TEMPO.CO, Jakarta - Direktur Riset Center of Reform on Economics Piter Abdullah menilai pertumbuhan utang luar negeri yang mencapai 7,9 persen pada triwulan I 2019 terhitung masih aman. Namun, ia berpendapat persoalan peran fiskal bukan hanya pada besarnya utang pemerintah, melainkan pada fungsi Anggaran Pendapatan dan Belanja Negara itu sendiri.
Baca juga: Triwulan I 2019, Utang Luar Negeri Tembus USD 387,6 Miliar
"APBN adalah tools bagi pemerintah untuk memacu pertumbuhan ekonomi agar bisa mensejahterakan masyarakat. Sejauh ini pemerintah belum maksimal memanfaatkan APBN sesuai fungsinya itu," ujar Piter dalam pesan singkat, Sabtu, 18 Mei 2019.
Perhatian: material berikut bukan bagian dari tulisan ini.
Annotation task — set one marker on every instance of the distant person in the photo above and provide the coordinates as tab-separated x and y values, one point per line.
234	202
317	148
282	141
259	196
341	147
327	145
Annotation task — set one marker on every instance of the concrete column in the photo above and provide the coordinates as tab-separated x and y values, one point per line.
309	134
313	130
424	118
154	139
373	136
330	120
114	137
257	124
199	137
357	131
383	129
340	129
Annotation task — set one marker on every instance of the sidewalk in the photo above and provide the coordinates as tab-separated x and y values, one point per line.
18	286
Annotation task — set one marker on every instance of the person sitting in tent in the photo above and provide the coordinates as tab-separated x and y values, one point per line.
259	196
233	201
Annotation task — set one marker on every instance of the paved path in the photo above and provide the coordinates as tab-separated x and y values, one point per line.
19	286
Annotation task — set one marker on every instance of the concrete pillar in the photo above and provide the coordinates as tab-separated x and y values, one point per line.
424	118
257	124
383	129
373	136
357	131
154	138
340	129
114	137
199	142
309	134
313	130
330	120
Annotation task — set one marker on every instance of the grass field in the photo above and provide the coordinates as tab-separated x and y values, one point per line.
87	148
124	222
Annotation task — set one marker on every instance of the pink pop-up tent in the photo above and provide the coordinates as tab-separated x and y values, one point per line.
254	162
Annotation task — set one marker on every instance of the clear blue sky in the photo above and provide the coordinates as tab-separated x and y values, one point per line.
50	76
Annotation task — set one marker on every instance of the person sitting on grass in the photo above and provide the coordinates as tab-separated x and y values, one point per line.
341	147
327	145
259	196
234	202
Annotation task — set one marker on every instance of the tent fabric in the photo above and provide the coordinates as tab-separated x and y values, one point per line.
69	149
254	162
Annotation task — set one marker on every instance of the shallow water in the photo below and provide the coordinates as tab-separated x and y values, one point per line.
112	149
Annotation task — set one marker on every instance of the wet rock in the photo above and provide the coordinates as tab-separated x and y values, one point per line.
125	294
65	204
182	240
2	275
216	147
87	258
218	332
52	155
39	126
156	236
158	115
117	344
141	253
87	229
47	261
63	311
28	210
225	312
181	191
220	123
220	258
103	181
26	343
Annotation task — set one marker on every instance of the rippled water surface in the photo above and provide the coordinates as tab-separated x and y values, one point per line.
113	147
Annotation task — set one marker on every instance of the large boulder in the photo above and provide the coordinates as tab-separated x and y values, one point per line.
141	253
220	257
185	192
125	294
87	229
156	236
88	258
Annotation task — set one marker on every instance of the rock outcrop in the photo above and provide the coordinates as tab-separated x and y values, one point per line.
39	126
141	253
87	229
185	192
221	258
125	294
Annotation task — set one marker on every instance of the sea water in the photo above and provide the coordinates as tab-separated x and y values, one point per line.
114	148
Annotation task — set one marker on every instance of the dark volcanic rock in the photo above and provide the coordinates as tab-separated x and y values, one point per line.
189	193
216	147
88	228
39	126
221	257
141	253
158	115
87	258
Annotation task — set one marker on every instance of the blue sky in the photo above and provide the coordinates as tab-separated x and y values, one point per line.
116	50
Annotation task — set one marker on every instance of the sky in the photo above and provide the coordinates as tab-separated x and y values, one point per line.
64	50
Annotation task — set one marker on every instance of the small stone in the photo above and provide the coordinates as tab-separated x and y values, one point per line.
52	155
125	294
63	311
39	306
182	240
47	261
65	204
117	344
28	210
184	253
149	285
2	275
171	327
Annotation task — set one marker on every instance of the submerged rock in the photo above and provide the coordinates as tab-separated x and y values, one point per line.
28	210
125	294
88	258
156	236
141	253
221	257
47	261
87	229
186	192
Bank Indonesia mencatat utang luar negeri Indonesia pada akhir triwulan I 2019 tembus US$ 387,6 miliar. ULN Indonesia tersebut tumbuh 7,9 persen year on year lebih tinggi dibandingkan dengan pertumbuhan pada triwulan sebelumnya.
Peter melihat APBN belum dimanfaatkan secara maksimal lantaran pertumbuhan ekonomi Indonesia terjebak di kisaran 5 persen dan itu berbahaya. Sebab, dengan pertumbuhan ekonomi hanya 5 persen, maka lapangan kerja yang tersedia untuk tenaga kerja Indonesia tidak akan cukup. Imbasnya, pengangguran akan terus meningkat dan memuncak pada 2030.
"Pada tahun itu kita alih-alih mendapatkan bonus demografi, yang akan kita dapatkan adalah bencana demografi yang ditandai oleh meledaknya angka pengangguran. Ini akan terjadi kalau kita hanya tumbuh rata-rata 5 persen sampai dengan tahun 2030," kata Piter.
Untuk memaksimalkan fungsi APBN dalam mendorong pertumbuhan ekonomi, Piter berpendapat seharusnya APBN tidak terlalu konservatif dengan batasan defisit 3 persen dari Produk Domestik Bruto. Ia menyebut seharusnya APBN punya ruang pada kapan defisitnya boleh lebih dari 3 persen dan kapan harus di bawah 3 persen.
"APBN bisa bersifat counter cyclical. Apabila strategi pengelolaan APBN ini kita pilih maka utang pemerintah seharusnya tidak lagi menjadi isu," kata Piter.
Sebab, ujar Piter, pertumbuhan utang sejatinya adalah konsekuensi dari defisit APBN yang ditetapkan pemerintah dan Dewan Perwakilan Rakyat. Ukuran pertambahan utang masih baik atau sudah berbahaya harus diawali dengan melihat APBN dan defisitnya. Setelah itu, baru lah dilihat rasio-rasio terkait utang itu sendiri.
"Kalau kita lihat APBN dan defisitnya, saya harus mengatakan masih sangat baik bahkan dapat dikategorikan terlalu konservatif. Batasan defisit APBN sebesar 3 persen PDB itu sangat ketat. Terlalu konservatif," kata Piter.
Dari sisi rasio utang, dia mengatakan kondisi utang masih sangat aman. Rasio utang pemerintah terhadap PDB masih di kisaran 30 persen, jauh di bawah batas aman di kisaran 60 persen.
"Yang perlu sedikit jadi perhatian adalah porsi ULN dan debt service ratio yang masih tinggi, tapi belum terlalu buruk, buktinya pemerintah tidak pernah gagal bayar," kata Piter. "Artinya utang luar negeri masih dalam batas aman dan pemerintah juga terus berupaya mengurangi porsi utang luar negeri."